2.4 Genome size estimation and assembly
The genome size of M. japonicus was estimated using k -mer analysis. High-quality short‑insert size reads were used to calculate the 17-mer frequency distribution and to estimate the genome size according to the formula: genome size = (total number of 17-mer)/(position of peak depth) (Marçais & Kingsford, 2011).
De novo assembly of the PacBio reads was performed using the wtdbg2 software (version 2.5) with the parameters of “–node-drop 0.20 –node-len 1536 –node-max 600 -s 0.05 -e 3” (Ruan & Li, 2020). Three rounds of consensus correction was performed using racon (version 1.3.1) with default parameters (Vaser et al., 2017), and then pilon (version 1.22) was used to polish the resulting assembly using the Illumina short paired-end read (Walker et al., 2014) Next, the high-quality paired-end reads generated by the Hi-C method were mapped onto the M. japonicus draft genome followed by filtering using HICUP (version 0.7.4) (Wingett et al., 2015) to generate a chromosome-level genome. Briefly, HICUP_TRUNCATER was used to truncate the Hi-C reads at the enzyme digestion ligation site (^GATC) and then the resulting trimmed forward and reverse reads were aligned to the genome by bowtie2 (version 2.2.5) (Langmead & Salzberg, 2012), yielding an alignment BAM file. Only unique high-quality and valid alignment results were used to build the raw intra- or inter-chromosomal interaction maps. Lastly, contigs were clustered and anchored into 42 pseudo-chromosomes using ALLHIC (Zhang et al., 2019). Juicebox (v1.18) (https://github.com/aidenlab/Juicebox) was used for manual fine-tuning in a graphic and inter-active fashion to obtain the final chromosome-level assembly.

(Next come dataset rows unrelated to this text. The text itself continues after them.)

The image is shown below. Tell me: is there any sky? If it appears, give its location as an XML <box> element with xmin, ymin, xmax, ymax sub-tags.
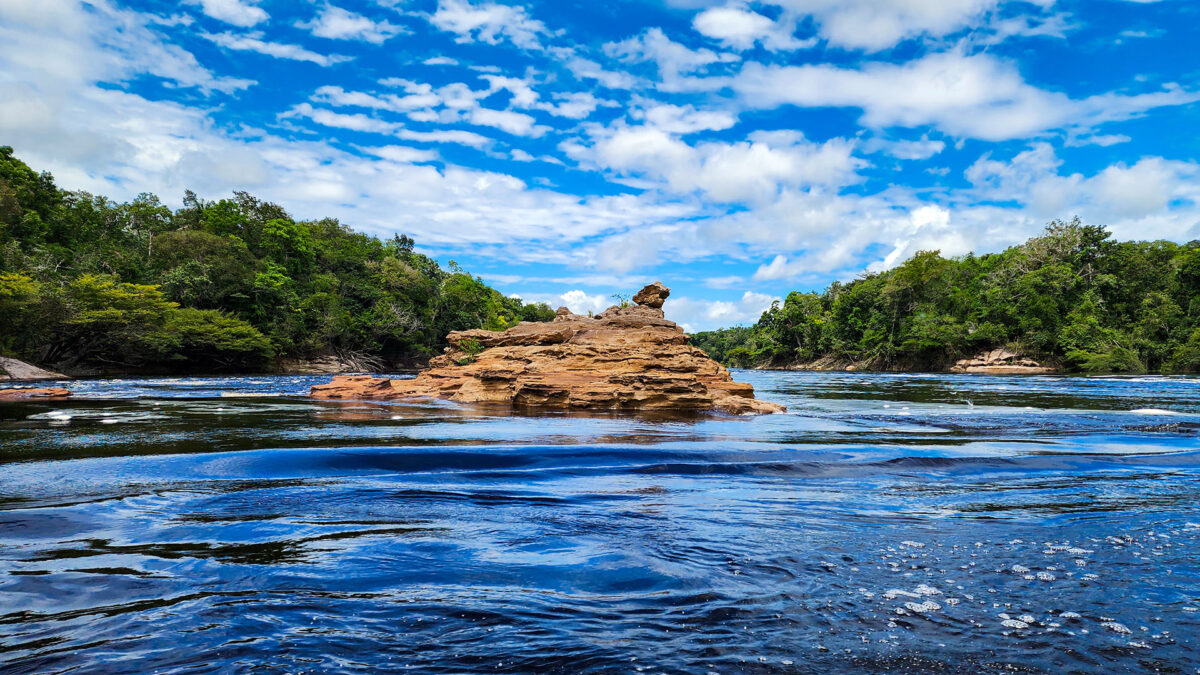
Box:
<box><xmin>0</xmin><ymin>0</ymin><xmax>1200</xmax><ymax>330</ymax></box>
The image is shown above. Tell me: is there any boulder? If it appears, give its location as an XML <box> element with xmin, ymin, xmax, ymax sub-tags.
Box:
<box><xmin>0</xmin><ymin>387</ymin><xmax>71</xmax><ymax>401</ymax></box>
<box><xmin>950</xmin><ymin>348</ymin><xmax>1054</xmax><ymax>375</ymax></box>
<box><xmin>311</xmin><ymin>283</ymin><xmax>786</xmax><ymax>414</ymax></box>
<box><xmin>634</xmin><ymin>281</ymin><xmax>671</xmax><ymax>309</ymax></box>
<box><xmin>0</xmin><ymin>357</ymin><xmax>70</xmax><ymax>382</ymax></box>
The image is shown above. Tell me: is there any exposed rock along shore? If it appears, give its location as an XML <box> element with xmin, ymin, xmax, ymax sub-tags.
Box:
<box><xmin>311</xmin><ymin>282</ymin><xmax>786</xmax><ymax>414</ymax></box>
<box><xmin>950</xmin><ymin>350</ymin><xmax>1055</xmax><ymax>375</ymax></box>
<box><xmin>763</xmin><ymin>350</ymin><xmax>1058</xmax><ymax>375</ymax></box>
<box><xmin>0</xmin><ymin>357</ymin><xmax>71</xmax><ymax>382</ymax></box>
<box><xmin>0</xmin><ymin>387</ymin><xmax>71</xmax><ymax>401</ymax></box>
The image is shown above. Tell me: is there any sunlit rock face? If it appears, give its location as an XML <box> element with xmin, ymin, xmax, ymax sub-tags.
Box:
<box><xmin>0</xmin><ymin>387</ymin><xmax>71</xmax><ymax>401</ymax></box>
<box><xmin>312</xmin><ymin>282</ymin><xmax>785</xmax><ymax>414</ymax></box>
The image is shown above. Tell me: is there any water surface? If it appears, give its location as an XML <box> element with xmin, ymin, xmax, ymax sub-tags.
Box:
<box><xmin>0</xmin><ymin>372</ymin><xmax>1200</xmax><ymax>673</ymax></box>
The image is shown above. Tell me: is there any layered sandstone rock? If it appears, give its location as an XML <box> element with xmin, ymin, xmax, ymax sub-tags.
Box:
<box><xmin>0</xmin><ymin>387</ymin><xmax>71</xmax><ymax>401</ymax></box>
<box><xmin>950</xmin><ymin>350</ymin><xmax>1054</xmax><ymax>375</ymax></box>
<box><xmin>312</xmin><ymin>282</ymin><xmax>786</xmax><ymax>414</ymax></box>
<box><xmin>0</xmin><ymin>357</ymin><xmax>70</xmax><ymax>382</ymax></box>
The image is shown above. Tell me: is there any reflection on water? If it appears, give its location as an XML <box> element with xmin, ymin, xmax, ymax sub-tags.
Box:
<box><xmin>0</xmin><ymin>372</ymin><xmax>1200</xmax><ymax>673</ymax></box>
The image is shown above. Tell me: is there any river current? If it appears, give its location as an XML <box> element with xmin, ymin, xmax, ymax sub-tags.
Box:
<box><xmin>0</xmin><ymin>372</ymin><xmax>1200</xmax><ymax>674</ymax></box>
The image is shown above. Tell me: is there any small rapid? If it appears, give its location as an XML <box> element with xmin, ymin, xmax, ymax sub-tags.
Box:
<box><xmin>0</xmin><ymin>372</ymin><xmax>1200</xmax><ymax>673</ymax></box>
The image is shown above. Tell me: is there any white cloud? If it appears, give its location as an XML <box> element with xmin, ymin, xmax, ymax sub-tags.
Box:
<box><xmin>538</xmin><ymin>91</ymin><xmax>617</xmax><ymax>120</ymax></box>
<box><xmin>733</xmin><ymin>52</ymin><xmax>1200</xmax><ymax>141</ymax></box>
<box><xmin>662</xmin><ymin>291</ymin><xmax>779</xmax><ymax>333</ymax></box>
<box><xmin>362</xmin><ymin>145</ymin><xmax>439</xmax><ymax>165</ymax></box>
<box><xmin>863</xmin><ymin>136</ymin><xmax>946</xmax><ymax>160</ymax></box>
<box><xmin>190</xmin><ymin>0</ymin><xmax>268</xmax><ymax>28</ymax></box>
<box><xmin>553</xmin><ymin>49</ymin><xmax>638</xmax><ymax>89</ymax></box>
<box><xmin>558</xmin><ymin>289</ymin><xmax>613</xmax><ymax>315</ymax></box>
<box><xmin>430</xmin><ymin>0</ymin><xmax>548</xmax><ymax>49</ymax></box>
<box><xmin>467</xmin><ymin>108</ymin><xmax>550</xmax><ymax>138</ymax></box>
<box><xmin>604</xmin><ymin>28</ymin><xmax>740</xmax><ymax>91</ymax></box>
<box><xmin>691</xmin><ymin>5</ymin><xmax>816</xmax><ymax>50</ymax></box>
<box><xmin>634</xmin><ymin>102</ymin><xmax>738</xmax><ymax>135</ymax></box>
<box><xmin>772</xmin><ymin>0</ymin><xmax>1003</xmax><ymax>52</ymax></box>
<box><xmin>200</xmin><ymin>32</ymin><xmax>350</xmax><ymax>66</ymax></box>
<box><xmin>296</xmin><ymin>5</ymin><xmax>407</xmax><ymax>44</ymax></box>
<box><xmin>566</xmin><ymin>125</ymin><xmax>862</xmax><ymax>203</ymax></box>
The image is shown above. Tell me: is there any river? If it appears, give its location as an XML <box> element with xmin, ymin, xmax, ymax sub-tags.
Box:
<box><xmin>0</xmin><ymin>372</ymin><xmax>1200</xmax><ymax>674</ymax></box>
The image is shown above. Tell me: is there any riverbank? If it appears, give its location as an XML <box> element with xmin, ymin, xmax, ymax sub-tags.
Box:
<box><xmin>752</xmin><ymin>350</ymin><xmax>1064</xmax><ymax>375</ymax></box>
<box><xmin>0</xmin><ymin>371</ymin><xmax>1200</xmax><ymax>675</ymax></box>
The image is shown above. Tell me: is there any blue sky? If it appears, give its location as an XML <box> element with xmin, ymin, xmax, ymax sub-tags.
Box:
<box><xmin>0</xmin><ymin>0</ymin><xmax>1200</xmax><ymax>330</ymax></box>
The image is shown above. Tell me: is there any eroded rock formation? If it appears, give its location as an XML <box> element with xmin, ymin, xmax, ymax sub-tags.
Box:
<box><xmin>0</xmin><ymin>387</ymin><xmax>71</xmax><ymax>401</ymax></box>
<box><xmin>0</xmin><ymin>357</ymin><xmax>70</xmax><ymax>382</ymax></box>
<box><xmin>950</xmin><ymin>350</ymin><xmax>1054</xmax><ymax>375</ymax></box>
<box><xmin>312</xmin><ymin>282</ymin><xmax>786</xmax><ymax>414</ymax></box>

To evaluate the accuracy of the genome assembly, Burrows-Wheeler Aligner (BWA) (Li & Durbin, 2009) incorporating parameters comprising ‘-k 32 -w 10 -B 3 -O 11 -E 4’ was utilized to align the short-insert paired-end reads to the M. japonicus genome. To assess the completeness of the genome, BUSCO (Benchmarking Universal Single Copy Orthologs) (version 4.1.2) (Simão et al., 2015) was performed by searching against the arthropoda_odb10 datasets. In addition, genome completeness was assessed using CEGMA (Core Eukaryotic Genes Mapping Approach) (version 2.5) based on 248 conserved core eukaryotic gene sets (Parra et al., 2007).